1995      wird Pfarrer Prof. Dr. Andreas Laun OSFS zum Weihbischof von Salzburg ernannt. In seinem Wappen erinnert der Leopoldsberg an seine Zeit im Kahlenbergerdorf.                                               

2011      veranlasst Pfarrer Msgr. Dr. Ernst Kallinger eine umfassende  Außenrenovierung, die die romanische und gotische Bausubstanz  sichtbar macht. Der barockisierte Turm erhält seine typische rosa Farbe.

2014      wird mit Univ.

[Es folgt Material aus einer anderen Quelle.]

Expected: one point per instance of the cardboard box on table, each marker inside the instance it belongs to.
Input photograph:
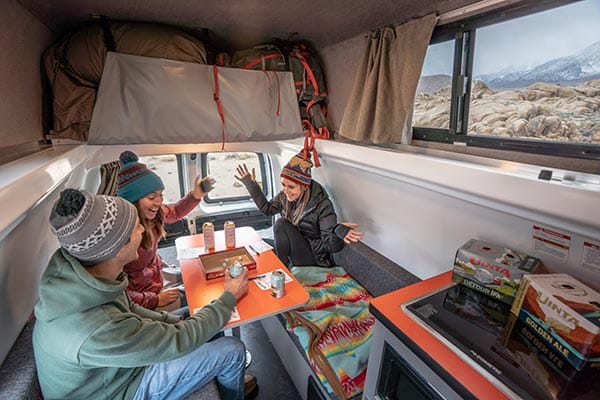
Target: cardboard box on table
(212, 263)
(492, 270)
(562, 312)
(545, 361)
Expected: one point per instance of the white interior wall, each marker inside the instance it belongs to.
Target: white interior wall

Prof. Dr. Andreas Redtenbacher wieder ein Klosterneuburger Chorherr Pfarrer

2015      erhält die Kirche den mit dem Volksaltar korrespondierenden Ambo aus ungarischem Marmor. Er wird am 26. April 2015 benediziert. 

2020      erfolgt eine umfassende Innenrenovierung. Sie bringt die über 800-Jährige Bausubstanz besser zur Geltung. Der Taufbrunnen wird neu gestaltet, die Kreuzwegbilder – Imitate des berühmten Führich- Kreuzwegs in Wien St. Nepomuk – werden im Kirchenschiff neu platziert. Die Kirche ist über den Haupteingang nun ganztägig offen. Die Neueröffnung erfolgte durch Weihbischof Dr. Franz Scharl am 6. September im Rahmen des Visitationsgottesdiestes.